Despite this downturn, many investors managed to make smart investments and turn a profit in the UK stock market in 2022. Those who took advantage of the volatility and investigated how to buy shares were able to capitalize on short-term gains, while those with more conservative outlooks chose to hold onto their stocks for longer-term gains.
Here we run through the top-performing stocks in 2022, and it will be interesting to see if they manage to see similar success into next year and beyond.
Pearson, an educational publishing group, had its shares rise by 53% due to takeover offers from US private equity firm Apollo and positive momentum within the company, as the new CEO’s strategy started to show results. The business also experienced margin improvement. In recent years, Pearson has struggled as the US education sector shifted online but has now found success selling directly to consumers.
In a year marked by conflict in Ukraine and its global repercussions, it is not surprising that investors sought out opportunities in the defense sector. As a leading player in this industry, BAE Systems was a popular choice for those looking to invest in a company with the potential for significant growth in future earnings. BAE’s strong performance in terms of trading and improved profit margins contributed to this demand. In November, the company announced that many of the countries in which it operates had either already increased or were planning to increase defense spending. These factors, along with steadily improving earnings forecasts for 2022 and 2023, helped drive a 51% increase in BAE’s share price.
Centrica, the parent company of British Gas, had its shares rise by 33% due to rising energy prices throughout the year. According to Refinitiv data, earnings per share estimates for the company have increased by 200% since the start of the year.

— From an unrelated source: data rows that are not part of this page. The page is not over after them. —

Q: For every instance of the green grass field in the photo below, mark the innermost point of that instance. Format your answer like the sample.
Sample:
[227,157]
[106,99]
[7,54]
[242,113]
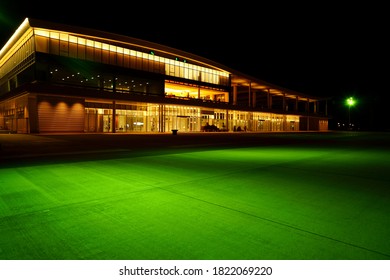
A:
[244,203]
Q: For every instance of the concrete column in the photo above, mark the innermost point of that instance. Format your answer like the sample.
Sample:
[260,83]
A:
[113,116]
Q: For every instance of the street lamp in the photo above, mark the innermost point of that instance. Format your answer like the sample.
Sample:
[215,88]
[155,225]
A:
[350,103]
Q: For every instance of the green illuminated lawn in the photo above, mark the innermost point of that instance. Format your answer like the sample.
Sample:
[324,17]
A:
[241,203]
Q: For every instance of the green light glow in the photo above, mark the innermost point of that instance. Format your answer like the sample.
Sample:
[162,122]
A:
[238,203]
[351,101]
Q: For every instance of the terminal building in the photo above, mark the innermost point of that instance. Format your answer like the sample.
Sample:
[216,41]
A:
[61,78]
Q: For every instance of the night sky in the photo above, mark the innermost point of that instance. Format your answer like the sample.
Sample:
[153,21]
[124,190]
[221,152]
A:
[327,50]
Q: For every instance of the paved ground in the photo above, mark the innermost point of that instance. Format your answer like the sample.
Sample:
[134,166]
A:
[195,196]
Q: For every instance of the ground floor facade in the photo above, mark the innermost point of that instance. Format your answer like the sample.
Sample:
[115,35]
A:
[46,113]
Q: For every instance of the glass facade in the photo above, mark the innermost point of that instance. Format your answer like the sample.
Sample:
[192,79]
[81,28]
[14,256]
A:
[110,75]
[149,117]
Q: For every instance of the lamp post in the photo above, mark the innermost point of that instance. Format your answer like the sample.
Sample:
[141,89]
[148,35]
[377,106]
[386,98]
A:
[350,103]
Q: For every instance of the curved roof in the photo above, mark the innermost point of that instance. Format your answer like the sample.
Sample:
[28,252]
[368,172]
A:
[237,77]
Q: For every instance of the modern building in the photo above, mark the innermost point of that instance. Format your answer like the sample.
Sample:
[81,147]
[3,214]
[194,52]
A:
[61,78]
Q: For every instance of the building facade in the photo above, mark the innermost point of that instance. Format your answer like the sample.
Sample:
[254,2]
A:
[60,78]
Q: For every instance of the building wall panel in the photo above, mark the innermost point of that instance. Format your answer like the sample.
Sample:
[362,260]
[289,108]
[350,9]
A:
[60,114]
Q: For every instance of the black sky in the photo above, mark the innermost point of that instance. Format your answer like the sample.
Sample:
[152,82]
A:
[318,49]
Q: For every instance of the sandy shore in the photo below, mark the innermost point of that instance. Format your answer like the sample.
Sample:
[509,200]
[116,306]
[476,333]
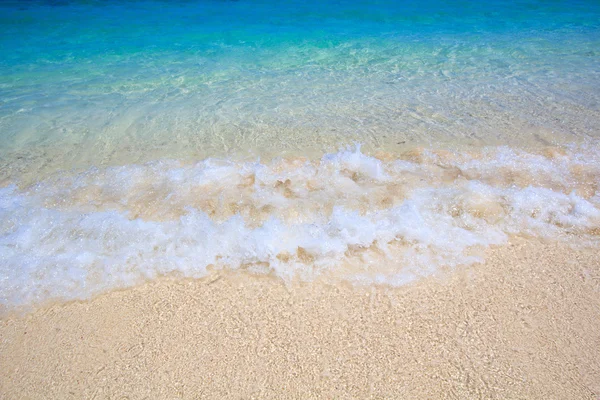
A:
[526,324]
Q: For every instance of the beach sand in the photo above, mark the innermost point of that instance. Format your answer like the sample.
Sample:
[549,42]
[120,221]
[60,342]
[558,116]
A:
[525,324]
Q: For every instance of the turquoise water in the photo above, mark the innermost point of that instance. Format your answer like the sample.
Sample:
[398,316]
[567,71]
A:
[112,114]
[118,82]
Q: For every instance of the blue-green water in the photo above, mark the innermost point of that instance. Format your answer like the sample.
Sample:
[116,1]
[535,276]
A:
[96,85]
[137,81]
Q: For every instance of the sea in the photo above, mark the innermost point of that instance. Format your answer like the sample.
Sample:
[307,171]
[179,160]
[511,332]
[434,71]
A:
[372,142]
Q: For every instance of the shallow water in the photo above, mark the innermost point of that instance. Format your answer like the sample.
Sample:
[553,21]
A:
[136,137]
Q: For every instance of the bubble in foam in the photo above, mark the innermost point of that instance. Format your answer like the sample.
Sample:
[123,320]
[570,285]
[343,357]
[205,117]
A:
[348,216]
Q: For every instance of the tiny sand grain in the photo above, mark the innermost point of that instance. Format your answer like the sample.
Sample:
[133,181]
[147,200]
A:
[524,325]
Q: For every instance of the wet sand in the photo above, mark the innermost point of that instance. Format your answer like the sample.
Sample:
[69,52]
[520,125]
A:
[526,324]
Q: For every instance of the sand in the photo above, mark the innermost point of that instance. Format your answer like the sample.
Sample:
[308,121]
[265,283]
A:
[525,324]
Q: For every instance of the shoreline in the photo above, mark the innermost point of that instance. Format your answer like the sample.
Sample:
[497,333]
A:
[524,324]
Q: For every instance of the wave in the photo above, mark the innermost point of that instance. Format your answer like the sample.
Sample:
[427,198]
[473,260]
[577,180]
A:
[366,219]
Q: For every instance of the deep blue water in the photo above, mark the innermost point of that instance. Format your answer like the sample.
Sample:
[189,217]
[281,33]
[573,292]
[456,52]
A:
[110,113]
[222,77]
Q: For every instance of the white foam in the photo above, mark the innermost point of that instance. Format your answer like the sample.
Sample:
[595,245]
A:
[349,216]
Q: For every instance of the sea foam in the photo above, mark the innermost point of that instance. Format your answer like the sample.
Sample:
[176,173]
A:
[347,216]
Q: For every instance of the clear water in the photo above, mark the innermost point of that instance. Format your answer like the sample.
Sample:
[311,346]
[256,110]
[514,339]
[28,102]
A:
[92,90]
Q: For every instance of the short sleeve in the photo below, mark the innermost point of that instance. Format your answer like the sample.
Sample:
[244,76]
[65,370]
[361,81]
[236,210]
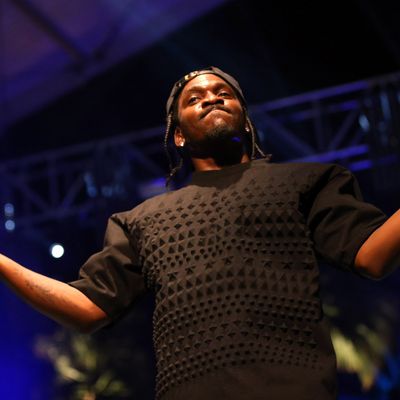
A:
[112,278]
[339,220]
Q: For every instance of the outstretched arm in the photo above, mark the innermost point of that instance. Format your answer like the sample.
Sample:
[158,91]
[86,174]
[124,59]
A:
[380,253]
[56,299]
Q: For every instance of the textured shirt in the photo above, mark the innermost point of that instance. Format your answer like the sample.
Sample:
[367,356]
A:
[232,260]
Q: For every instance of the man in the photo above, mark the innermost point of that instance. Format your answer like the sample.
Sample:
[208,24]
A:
[231,259]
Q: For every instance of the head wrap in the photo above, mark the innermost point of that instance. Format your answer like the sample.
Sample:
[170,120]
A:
[179,85]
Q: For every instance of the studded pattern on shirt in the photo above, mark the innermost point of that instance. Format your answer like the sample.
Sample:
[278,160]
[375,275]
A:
[232,261]
[235,277]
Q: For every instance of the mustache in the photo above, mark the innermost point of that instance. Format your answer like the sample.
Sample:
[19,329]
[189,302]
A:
[212,108]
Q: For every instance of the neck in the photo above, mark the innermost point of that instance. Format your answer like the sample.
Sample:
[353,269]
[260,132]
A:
[209,164]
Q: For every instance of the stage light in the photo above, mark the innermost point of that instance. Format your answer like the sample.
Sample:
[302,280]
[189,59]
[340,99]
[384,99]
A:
[9,210]
[56,250]
[9,225]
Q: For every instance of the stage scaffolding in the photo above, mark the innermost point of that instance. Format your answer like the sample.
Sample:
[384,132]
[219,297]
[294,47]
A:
[356,125]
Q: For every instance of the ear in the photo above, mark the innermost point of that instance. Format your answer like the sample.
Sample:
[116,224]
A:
[179,139]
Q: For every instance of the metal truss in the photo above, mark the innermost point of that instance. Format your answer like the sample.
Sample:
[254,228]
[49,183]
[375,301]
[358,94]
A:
[75,180]
[357,125]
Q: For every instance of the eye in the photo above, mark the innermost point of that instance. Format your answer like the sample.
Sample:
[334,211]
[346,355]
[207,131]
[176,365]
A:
[192,99]
[225,94]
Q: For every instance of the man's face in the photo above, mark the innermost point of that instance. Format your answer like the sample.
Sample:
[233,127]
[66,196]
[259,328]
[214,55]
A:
[208,109]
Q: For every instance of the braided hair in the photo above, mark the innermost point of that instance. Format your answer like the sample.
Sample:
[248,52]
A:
[175,157]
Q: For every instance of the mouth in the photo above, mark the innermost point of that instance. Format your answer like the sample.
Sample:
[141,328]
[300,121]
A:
[214,108]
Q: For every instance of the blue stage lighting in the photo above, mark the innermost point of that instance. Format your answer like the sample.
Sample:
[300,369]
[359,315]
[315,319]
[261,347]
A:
[56,250]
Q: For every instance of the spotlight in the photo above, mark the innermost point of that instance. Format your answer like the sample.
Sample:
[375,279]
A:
[56,250]
[9,210]
[9,225]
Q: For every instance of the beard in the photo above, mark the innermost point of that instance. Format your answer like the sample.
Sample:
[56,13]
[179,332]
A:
[223,142]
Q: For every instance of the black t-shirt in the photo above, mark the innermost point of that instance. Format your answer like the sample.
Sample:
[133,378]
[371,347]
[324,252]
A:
[232,261]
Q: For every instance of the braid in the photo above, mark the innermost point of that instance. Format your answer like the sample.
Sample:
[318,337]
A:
[255,148]
[172,169]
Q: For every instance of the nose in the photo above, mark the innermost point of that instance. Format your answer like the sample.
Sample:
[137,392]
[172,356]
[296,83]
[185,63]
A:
[211,99]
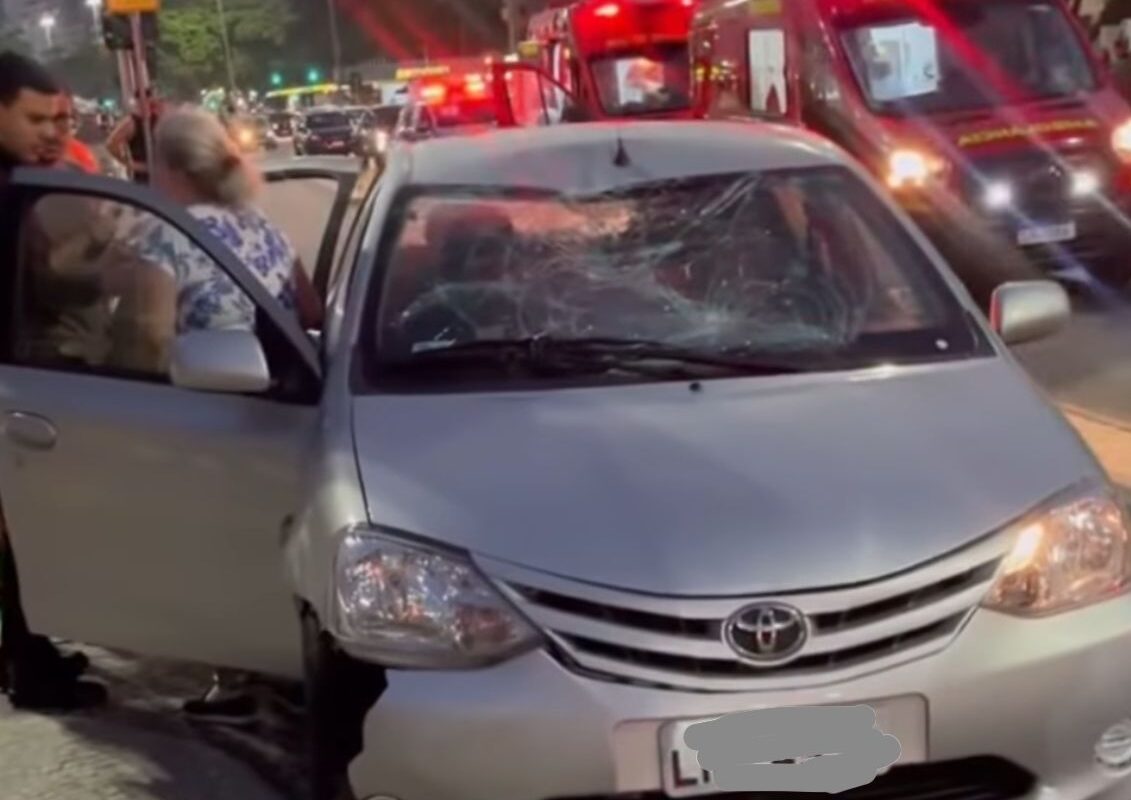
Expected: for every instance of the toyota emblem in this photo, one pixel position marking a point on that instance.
(767, 634)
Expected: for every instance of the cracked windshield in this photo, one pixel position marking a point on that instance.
(564, 400)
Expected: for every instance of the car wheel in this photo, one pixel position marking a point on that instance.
(339, 691)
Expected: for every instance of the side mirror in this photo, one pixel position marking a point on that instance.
(1026, 310)
(227, 361)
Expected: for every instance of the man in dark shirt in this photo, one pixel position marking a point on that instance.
(33, 672)
(28, 99)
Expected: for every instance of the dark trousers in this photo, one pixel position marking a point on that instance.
(14, 633)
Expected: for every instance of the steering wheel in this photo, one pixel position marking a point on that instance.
(458, 311)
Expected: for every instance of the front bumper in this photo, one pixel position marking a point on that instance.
(1030, 695)
(327, 147)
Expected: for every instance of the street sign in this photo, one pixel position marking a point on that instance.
(132, 6)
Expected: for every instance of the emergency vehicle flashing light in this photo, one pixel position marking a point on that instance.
(1121, 142)
(433, 93)
(474, 87)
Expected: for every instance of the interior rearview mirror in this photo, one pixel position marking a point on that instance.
(1026, 310)
(227, 361)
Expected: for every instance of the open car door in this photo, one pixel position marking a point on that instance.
(312, 205)
(527, 96)
(146, 513)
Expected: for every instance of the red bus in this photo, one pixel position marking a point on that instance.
(999, 109)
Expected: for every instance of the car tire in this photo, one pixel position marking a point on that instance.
(339, 691)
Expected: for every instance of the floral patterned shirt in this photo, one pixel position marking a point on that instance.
(206, 297)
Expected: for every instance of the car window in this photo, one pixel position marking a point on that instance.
(344, 264)
(802, 261)
(104, 286)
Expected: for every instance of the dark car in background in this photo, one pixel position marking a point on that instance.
(252, 134)
(371, 142)
(283, 123)
(325, 131)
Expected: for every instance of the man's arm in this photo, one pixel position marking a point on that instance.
(119, 139)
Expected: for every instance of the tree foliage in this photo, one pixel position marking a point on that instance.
(192, 45)
(11, 37)
(88, 71)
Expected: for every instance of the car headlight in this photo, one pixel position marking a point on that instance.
(908, 168)
(1121, 140)
(409, 605)
(1072, 551)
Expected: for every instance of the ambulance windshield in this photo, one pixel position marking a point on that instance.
(977, 56)
(642, 83)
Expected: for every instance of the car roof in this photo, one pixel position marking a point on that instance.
(580, 156)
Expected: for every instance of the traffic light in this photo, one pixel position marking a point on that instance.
(115, 32)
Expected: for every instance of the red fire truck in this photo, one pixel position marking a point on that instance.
(618, 58)
(998, 108)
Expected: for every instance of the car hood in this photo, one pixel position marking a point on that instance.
(744, 485)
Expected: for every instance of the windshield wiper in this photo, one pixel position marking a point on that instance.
(602, 353)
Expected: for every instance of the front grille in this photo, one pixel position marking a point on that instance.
(680, 643)
(1042, 187)
(1041, 181)
(967, 779)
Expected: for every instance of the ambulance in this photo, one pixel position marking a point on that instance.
(999, 108)
(618, 58)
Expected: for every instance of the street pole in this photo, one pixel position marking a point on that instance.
(126, 78)
(227, 46)
(141, 84)
(335, 41)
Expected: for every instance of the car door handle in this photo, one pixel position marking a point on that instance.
(29, 430)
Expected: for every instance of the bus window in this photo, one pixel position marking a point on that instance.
(766, 62)
(633, 83)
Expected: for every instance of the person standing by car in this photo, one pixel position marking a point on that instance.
(197, 164)
(67, 311)
(33, 672)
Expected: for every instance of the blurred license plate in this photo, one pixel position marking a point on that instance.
(1046, 234)
(904, 717)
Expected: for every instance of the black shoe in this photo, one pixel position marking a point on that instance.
(55, 695)
(223, 707)
(48, 659)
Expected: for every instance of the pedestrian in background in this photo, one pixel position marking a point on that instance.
(66, 147)
(129, 143)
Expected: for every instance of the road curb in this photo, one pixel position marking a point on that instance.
(1094, 416)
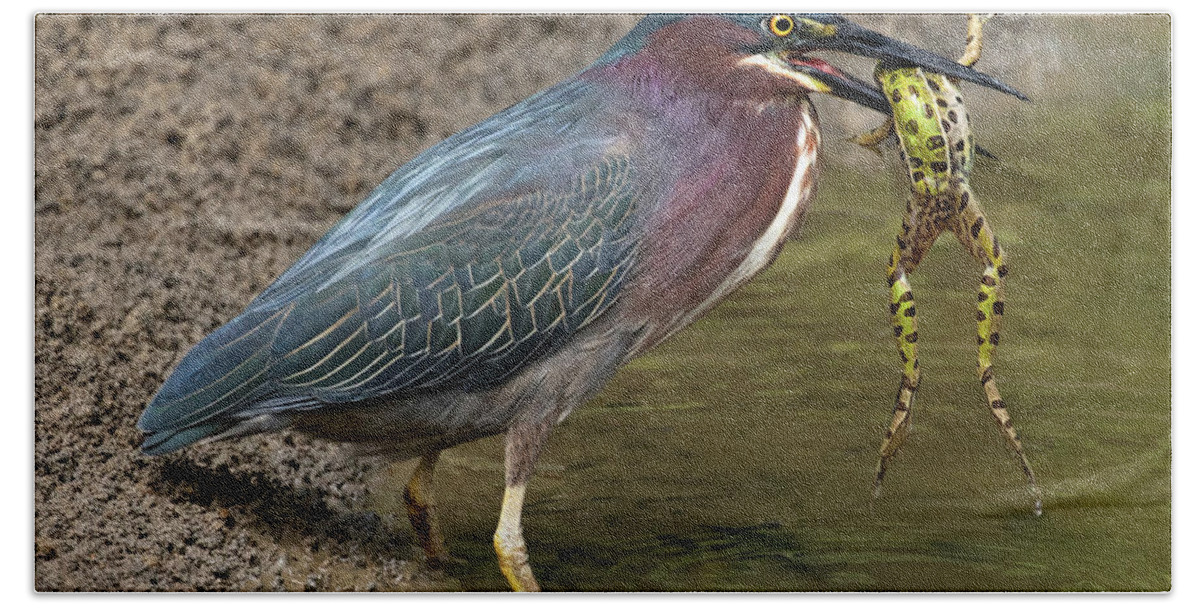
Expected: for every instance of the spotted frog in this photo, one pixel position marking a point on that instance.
(933, 127)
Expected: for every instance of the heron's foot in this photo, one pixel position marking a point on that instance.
(509, 542)
(515, 561)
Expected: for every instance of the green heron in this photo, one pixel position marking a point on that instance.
(501, 277)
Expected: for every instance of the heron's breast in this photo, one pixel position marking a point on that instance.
(735, 223)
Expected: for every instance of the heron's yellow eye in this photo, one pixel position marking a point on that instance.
(781, 25)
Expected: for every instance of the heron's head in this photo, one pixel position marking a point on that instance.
(779, 48)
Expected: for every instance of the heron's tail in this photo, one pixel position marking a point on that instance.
(204, 396)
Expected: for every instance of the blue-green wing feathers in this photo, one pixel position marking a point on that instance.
(391, 301)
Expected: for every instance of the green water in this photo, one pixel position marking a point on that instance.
(739, 455)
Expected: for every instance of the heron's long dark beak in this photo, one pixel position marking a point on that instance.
(835, 32)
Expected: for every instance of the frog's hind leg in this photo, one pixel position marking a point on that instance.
(975, 233)
(904, 325)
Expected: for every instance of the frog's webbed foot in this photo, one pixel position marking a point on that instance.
(904, 325)
(977, 235)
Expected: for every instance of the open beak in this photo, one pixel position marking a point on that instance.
(835, 32)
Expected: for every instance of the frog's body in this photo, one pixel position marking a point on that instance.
(937, 148)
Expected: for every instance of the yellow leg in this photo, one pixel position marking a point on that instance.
(988, 313)
(509, 542)
(904, 325)
(423, 511)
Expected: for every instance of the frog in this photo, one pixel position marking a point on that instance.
(937, 148)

Strong performances from Centrica’s electricity and gas production businesses and its energy trading division led the company to raise its profit guidance on November 10th towards the higher end of market expectations.
Shell has benefited from the increase in energy prices resulting from the conflict in Ukraine and has largely maintained its gains despite recent weakness in oil prices. Analysts predict that Shell’s ongoing capital discipline and high commodity prices will lead to strong free cash flow generation, enabling further buybacks into 2023.
Shares in Imperial Brands rose by 30%, outperforming the FTSE 100. Investors were attracted to the company’s strong cash generation and pricing power. Imperial Brands, which produces cigarettes and vaping products, including Davidoff, Gauloises, Lambert & Butler and blu vape, gained market share in its top five priority tobacco markets under the leadership of CEO Stefan Bomhard. The company’s five-year strategy also contributed to improved operational performance. In addition, Imperial Brands initiated an ongoing, multi-year share buyback program, in addition to the ordinary dividend and continued investment in the business’s competitive positioning.
Kosmos, a US-based oil producer with a primary listing in New York and a secondary listing in London, had a successful year in 2022 due to rising energy prices and strong operational progress across its portfolio assets in West Africa, Latin America and the US. The company reduced its debt from $2.5bn at the beginning of the year to $2.1bn by the end of October, funded by strong cash flows from the Jubilee and TEN fields offshore Ghana. Kosmos Energy has indicated that this debt reduction may allow it to initiate a new shareholder return program in the second half of 2023, with investment bank Berenberg suggesting a preference for share buybacks over dividends.
The City of London remains one of the world’s leading stock markets and there are always going to be opportunities for investments. If you want to make a stab at buying some stocks you could do a lot worse than backing some of the best performers in the UK stock market from 2022.